Peter and the Starcatcher on Broadway
High Camp for Everyone
By: Susan Hall - Sep 30, 2012
Peter and the Starcatcher
By Rick Elice
Based on the novel by Dave Barry and Ridley Pearson
Adam Chanler-Berat, Celia Keenan-Bolger, Matthew Saldivar, Teddy Bergman, Arnie Burton, Matt D’Amico, Kevin Del Aguila, Carson Elrod, Greg Hildreth, Rick Holmes, Isaiah Johnson, Eric Petersen.
Directed by Roger Rees and Alex Timbers
Scene Design by Donayle Werle
Costume Design by Paloma Young
Lighting Design by Jeff Croiter
Sound Design by Darron L. West
Music by Wayne Barker
Movement by Steven Hoggett
Peter and the Starcatcher
Brooks Atkinson Theater
New York
Peter and the Star Catcher is a prequel to Peter Pan and won five richly deserved Tony’s this season. If you want to see what J. M. Barrie was dreaming about before he put pen to paper to write Peter Pan, go to this wonderful show. Adam Chanler-Berat is a yearning and yet happy Peter. Once he gets a last name, he is headed for Number 14 on a nameless Lane in Bloomsbury. Even if you don't enjoy origin stories, you will be caught up by starcatchers.
Near the top of the stage frame a mermaid lounges, forecasting many others we will meet during the performance. My tween companion, Maddie, pointed out a fat pineapple, looking to all the audience like a pillow braided with gold chord. When one of the lost boys picks up a pineapple on the beach, he is famished and tries to eat it whole. Twice. His mouth contorts, filled with prickles. Only as the play wraps up does the pineapple open to offer up its delicious treasures. Not so the show which from its start delights.
At first you wonder at all the mustachioed tweens throughout the theater. But when Matthew Saldivar appears on stage, it is clear that Black Stache is sooo attractive. Everyone who has not donned a mustache wants one like his. Black Stache’s assistant Smee is confused about his role as assistant. Kevin Del Aguila captures the ambivalence of being assistant-in-chief to a pirate. He just can’t get it right for the devil.

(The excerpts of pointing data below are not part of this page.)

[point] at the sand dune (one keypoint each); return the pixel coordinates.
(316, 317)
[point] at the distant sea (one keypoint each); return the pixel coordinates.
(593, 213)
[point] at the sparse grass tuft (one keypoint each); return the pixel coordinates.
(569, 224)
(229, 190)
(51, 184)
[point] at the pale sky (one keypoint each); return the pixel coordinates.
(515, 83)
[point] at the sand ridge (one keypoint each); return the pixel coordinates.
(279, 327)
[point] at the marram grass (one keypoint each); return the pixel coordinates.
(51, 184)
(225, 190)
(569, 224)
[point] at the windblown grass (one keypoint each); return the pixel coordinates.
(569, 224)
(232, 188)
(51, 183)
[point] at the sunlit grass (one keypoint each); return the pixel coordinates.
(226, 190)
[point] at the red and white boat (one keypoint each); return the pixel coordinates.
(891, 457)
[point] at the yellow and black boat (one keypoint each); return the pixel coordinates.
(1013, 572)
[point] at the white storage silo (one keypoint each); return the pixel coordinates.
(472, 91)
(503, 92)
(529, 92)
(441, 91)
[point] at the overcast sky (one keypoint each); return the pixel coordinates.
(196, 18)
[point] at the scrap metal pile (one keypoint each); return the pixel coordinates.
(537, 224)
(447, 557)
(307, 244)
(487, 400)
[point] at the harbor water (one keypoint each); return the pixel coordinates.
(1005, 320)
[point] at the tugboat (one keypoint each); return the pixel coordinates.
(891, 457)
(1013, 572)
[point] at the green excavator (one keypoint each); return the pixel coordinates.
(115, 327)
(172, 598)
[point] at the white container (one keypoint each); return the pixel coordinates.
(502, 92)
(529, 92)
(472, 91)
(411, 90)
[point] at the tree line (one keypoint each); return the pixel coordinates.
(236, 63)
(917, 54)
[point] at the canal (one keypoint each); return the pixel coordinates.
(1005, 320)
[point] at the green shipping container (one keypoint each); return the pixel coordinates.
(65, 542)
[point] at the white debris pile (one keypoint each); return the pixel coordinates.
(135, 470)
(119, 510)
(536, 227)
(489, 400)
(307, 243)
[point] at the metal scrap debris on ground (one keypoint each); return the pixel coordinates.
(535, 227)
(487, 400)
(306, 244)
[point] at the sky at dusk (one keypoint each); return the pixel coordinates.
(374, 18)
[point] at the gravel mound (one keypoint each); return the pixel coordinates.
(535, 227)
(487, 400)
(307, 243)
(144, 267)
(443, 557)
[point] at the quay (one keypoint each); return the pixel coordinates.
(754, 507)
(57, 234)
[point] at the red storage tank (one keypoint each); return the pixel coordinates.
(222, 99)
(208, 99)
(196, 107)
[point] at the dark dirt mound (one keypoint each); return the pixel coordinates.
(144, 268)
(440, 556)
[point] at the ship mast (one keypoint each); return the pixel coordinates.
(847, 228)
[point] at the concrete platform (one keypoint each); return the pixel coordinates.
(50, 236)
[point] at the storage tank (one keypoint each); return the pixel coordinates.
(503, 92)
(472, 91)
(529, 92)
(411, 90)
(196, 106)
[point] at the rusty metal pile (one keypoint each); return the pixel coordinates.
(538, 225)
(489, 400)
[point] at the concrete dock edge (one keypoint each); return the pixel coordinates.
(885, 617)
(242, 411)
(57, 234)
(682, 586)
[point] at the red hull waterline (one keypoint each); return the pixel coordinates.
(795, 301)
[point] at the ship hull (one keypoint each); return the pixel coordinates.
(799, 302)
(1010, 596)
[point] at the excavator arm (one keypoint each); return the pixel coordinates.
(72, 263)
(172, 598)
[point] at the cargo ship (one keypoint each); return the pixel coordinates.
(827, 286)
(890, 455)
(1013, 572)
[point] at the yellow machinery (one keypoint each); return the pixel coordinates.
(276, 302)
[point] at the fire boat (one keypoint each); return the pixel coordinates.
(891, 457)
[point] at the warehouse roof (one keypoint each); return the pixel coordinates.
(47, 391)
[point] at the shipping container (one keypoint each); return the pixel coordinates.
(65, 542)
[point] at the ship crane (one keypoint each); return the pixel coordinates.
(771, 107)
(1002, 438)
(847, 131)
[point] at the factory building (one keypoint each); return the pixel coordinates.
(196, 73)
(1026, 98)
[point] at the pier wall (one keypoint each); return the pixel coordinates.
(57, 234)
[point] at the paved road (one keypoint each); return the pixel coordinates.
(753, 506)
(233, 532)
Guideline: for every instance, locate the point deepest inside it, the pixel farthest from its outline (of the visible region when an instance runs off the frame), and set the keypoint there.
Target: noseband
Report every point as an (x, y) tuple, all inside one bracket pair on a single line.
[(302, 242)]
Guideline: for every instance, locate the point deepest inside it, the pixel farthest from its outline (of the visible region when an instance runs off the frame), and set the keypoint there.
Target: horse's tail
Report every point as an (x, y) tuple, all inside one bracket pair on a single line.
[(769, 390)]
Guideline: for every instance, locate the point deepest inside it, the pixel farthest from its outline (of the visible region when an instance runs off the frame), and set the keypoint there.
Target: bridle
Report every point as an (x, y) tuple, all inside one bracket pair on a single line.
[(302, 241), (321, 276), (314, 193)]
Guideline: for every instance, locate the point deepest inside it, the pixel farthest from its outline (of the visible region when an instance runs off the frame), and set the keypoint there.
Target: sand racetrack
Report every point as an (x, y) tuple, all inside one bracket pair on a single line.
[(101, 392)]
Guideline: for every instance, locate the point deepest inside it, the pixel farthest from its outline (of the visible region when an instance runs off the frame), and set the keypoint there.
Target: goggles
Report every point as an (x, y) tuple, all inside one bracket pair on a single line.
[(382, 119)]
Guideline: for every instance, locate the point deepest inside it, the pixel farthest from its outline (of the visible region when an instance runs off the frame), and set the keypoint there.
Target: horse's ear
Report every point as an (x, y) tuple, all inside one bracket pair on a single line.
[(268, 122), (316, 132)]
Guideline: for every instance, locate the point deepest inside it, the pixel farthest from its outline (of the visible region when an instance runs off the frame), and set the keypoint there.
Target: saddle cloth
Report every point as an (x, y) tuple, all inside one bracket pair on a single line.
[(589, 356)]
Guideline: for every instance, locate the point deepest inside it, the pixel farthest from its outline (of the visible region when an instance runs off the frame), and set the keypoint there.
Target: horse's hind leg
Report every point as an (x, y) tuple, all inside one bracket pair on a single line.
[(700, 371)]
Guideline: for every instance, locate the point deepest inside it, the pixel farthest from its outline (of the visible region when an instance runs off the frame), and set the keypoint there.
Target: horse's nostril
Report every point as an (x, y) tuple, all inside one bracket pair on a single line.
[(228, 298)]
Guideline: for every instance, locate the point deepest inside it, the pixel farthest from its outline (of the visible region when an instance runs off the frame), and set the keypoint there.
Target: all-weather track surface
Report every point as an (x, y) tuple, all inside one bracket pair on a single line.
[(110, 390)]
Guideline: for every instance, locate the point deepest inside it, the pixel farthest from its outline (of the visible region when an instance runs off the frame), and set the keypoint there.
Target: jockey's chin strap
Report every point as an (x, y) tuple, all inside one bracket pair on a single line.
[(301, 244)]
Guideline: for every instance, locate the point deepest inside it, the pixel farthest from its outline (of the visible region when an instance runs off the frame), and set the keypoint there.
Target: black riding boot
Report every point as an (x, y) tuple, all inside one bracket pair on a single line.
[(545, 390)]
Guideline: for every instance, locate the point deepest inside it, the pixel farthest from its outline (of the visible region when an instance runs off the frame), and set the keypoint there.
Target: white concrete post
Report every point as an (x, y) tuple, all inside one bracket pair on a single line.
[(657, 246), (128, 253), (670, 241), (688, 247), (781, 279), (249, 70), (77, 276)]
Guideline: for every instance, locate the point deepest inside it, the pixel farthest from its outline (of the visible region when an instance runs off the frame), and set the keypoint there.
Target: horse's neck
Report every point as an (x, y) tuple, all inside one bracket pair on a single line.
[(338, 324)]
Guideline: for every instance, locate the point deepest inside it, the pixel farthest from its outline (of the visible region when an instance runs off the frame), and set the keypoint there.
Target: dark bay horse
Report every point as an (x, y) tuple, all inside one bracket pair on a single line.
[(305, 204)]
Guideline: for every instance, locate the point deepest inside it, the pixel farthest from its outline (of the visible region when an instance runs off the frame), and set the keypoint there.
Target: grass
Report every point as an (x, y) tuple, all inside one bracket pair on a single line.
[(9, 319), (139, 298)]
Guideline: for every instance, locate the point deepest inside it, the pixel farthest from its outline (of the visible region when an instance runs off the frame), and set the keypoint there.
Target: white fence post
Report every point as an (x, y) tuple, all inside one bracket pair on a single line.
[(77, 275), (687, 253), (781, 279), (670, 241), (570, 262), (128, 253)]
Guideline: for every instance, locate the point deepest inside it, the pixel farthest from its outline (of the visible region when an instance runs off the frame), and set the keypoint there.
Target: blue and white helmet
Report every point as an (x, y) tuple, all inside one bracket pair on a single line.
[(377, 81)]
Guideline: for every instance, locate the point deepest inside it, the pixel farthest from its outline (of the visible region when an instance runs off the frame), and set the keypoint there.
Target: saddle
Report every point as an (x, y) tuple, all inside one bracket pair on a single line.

Arnie Burton as Mrs. Bumbrake is the perfect cross-dressed nanny for the ages. Not wicked like the witch in Hansel and Gretel, but not Mary-Poppins-attentive to her/his charge either. Oh, said Maddie, I wish we had babysitters like him. Every girls dream.
Isaiah Johnson terrifies as Captain Scott; Eric Petersen stepped into the role of Ted with style.
Stage left a musician performs on an electronic keyboard. And stage right, in a box, percussion instruments provide the right musical aura to suggest ocean.
The big arc of this story starts with the switching of a trunk full of Queen Victora's stardust for a trunk full of common sand. Self-deputized for the rescue, the charming Celia Keenan-Bolger as Molly, the only girl in the cast, succeeds beyond her wildest dream to become a starcatcher.
Most of the first act is spent battling over the trunk destined for the Queen. It must contain treasure, the pirates speculate. And it does. But not the kind of treasure evil pirates can understand.
On the deck of the Neverland, orphans are crew. On the other ship, the Wasp, is Molly's father, Lord Aster played by Rick Holmes who certainly knows how to salute the Queen at every opportunity. He has been captured by the mustachioed pirate Black Stache.
Proto feminist Molly, a dutiful and loving daughter, determines to rescue Dad. The rough seas of her perilous journey are represented by the figures moving to and fro, or more aptly, port and starboard. This delightful abstraction caught Maddie's attention as she rocked to its rhythms in her seat.
The Neverland crew of the soon-to-be-lost boys crashes as does the Wasp. Act II opens with mermaids singing on a deserted island. Maddie gasped and then giggled as the mermaids, all except one male, sang and danced. As Molly comes forward, we are told that the nautical translation of her name is "squid poop." Such a captivating translation that kids quickly pick it up and toss it around.
Peter and the Starcatcher is a high concept Peter Pan prequel. Both light-handed and limp-wristed, only age-appropriate audience will grasp all its nuances. For kids, it is a perfect, kooky afternoon at the theater. The show goes "Will Ferrell" in a delightful way. It rocks to and fro, veering from high camp to tawdry but full of bawdy jokes, not quite as blatant as Sasha Baron Cohen. Adults may be reminded of the Ballet Trockadero.
The backstory of Hook’s missing hand is told, accompanied by dancing yellow rubber gloves. Peter is an orphan ambivalent about growing up. He finally gets a last name, which of course is Pan. He will be a boy for a long as it takes J. M. Barrie to catch up. We know what happens then. But the tweens hope that even if he stays a boy forever, he will grow a mustache, bushy like Black Stache's and their own. Terrific theater for fans of all ages.